Batik Baru Khas Lubuklinggau, Motifnya Durian Rampak

Mada, perajin batik Lubuklinggau tengah menyelesaikan membatik batik durian rampak. (Ansyori Malik/RMOLSumsel.id)
Mada, perajin batik Lubuklinggau tengah menyelesaikan membatik batik durian rampak. (Ansyori Malik/RMOLSumsel.id)

Hingga saat ini perajin batik di Kota Lubuklinggau, Sumatera Selatan jumlahnya sudah cukup banyak. Salah satunya adalah Mada, perajin batik yang sudah melahirkan 3 motif batik di Lubuklinggau dengan mengusung buah durian.


Mada mengatakan, yang terbaru dirinya mendesain dan mengaplikasikannya ke dalam batik dengan motif durian rampak.
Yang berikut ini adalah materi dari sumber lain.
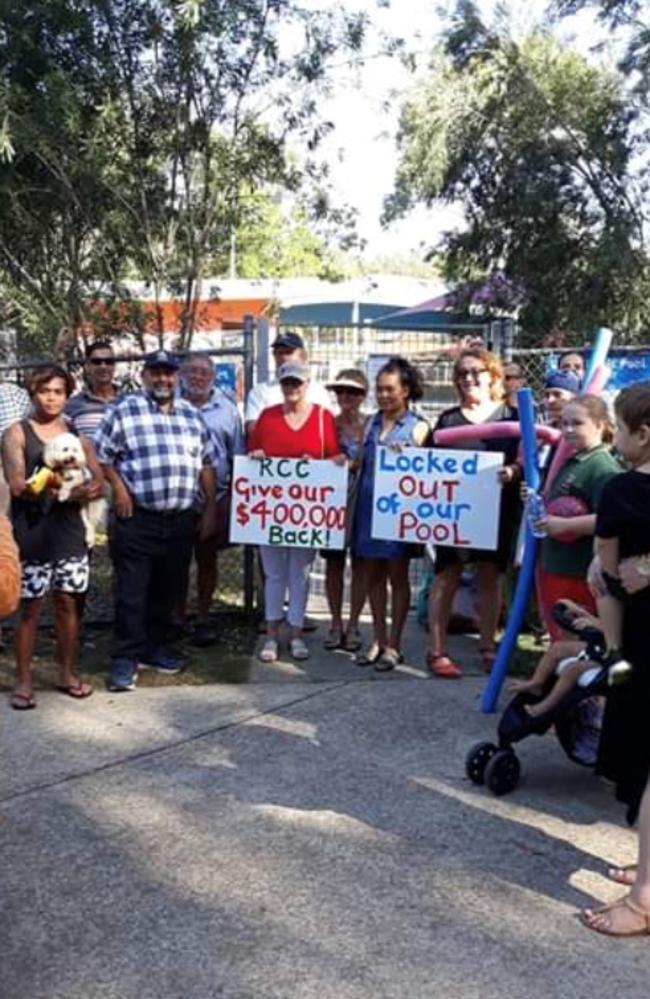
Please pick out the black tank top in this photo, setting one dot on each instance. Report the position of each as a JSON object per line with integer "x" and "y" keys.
{"x": 45, "y": 529}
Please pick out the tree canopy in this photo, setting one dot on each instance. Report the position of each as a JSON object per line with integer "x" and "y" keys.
{"x": 536, "y": 144}
{"x": 131, "y": 134}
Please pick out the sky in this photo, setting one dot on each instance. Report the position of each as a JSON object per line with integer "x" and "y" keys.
{"x": 364, "y": 106}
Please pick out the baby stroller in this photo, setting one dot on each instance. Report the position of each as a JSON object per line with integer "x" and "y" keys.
{"x": 577, "y": 718}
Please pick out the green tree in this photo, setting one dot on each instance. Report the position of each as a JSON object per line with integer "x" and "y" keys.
{"x": 128, "y": 130}
{"x": 536, "y": 144}
{"x": 633, "y": 17}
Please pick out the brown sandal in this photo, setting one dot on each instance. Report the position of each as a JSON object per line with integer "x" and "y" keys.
{"x": 623, "y": 903}
{"x": 22, "y": 702}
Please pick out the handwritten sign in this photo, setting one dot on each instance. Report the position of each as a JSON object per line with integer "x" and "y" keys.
{"x": 288, "y": 501}
{"x": 437, "y": 496}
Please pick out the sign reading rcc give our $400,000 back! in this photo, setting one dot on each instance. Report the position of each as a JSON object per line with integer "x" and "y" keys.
{"x": 297, "y": 502}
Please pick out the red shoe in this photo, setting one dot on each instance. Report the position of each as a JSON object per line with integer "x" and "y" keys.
{"x": 441, "y": 665}
{"x": 487, "y": 659}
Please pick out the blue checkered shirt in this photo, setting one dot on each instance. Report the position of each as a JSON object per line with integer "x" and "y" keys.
{"x": 14, "y": 404}
{"x": 157, "y": 455}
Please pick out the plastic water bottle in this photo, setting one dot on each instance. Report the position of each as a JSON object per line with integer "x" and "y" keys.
{"x": 535, "y": 511}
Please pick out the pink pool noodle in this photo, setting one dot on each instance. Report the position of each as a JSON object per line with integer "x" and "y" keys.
{"x": 488, "y": 431}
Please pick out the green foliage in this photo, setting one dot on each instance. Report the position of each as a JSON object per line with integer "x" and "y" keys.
{"x": 129, "y": 130}
{"x": 536, "y": 144}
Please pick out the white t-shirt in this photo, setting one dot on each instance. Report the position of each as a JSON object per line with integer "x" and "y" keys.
{"x": 267, "y": 394}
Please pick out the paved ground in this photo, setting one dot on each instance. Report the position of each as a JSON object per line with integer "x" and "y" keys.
{"x": 310, "y": 834}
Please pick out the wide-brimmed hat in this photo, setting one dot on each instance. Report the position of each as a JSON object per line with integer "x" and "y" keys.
{"x": 289, "y": 340}
{"x": 565, "y": 380}
{"x": 293, "y": 369}
{"x": 350, "y": 378}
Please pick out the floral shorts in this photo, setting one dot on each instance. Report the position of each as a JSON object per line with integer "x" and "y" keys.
{"x": 68, "y": 575}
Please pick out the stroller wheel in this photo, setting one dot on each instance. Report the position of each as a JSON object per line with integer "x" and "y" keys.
{"x": 477, "y": 759}
{"x": 502, "y": 772}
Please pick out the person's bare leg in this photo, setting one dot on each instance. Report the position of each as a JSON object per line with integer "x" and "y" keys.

Dimana menurutnya motif batik durian rampak ini baru diperkenalkan dan hak ciptanya sekarang ini lagi diajukan ke Dirjen HAKI.

"Motif durian rampak ini merupakan salah satu nama daerah dan kelurahan di Kota Lubuklinggau," kata Mada saat ditemui di galeri Batik Lukis Mada di Jalan Sejahtera, Gang Alkisam, Kelurahan Taba Jemekeh, Kecamatan Lubuklinggau Timur I, Rabu,(2/10).

Mada menjelaskan, motif batik durian rampak memiliki filosofi tersendiri. Dimana arti dari durian rampak adalah buah lebat atau durian yang rimbun.

"Jadi bahwasanya durian rampak ini durian yang lebat, rimbun yang rezekinya melimpah ruah. Itulah doa-doa kami para pembatik di kota Lubuklinggau ini agar Lubuklinggau gemah Ripah loh jinawi," ujarnya.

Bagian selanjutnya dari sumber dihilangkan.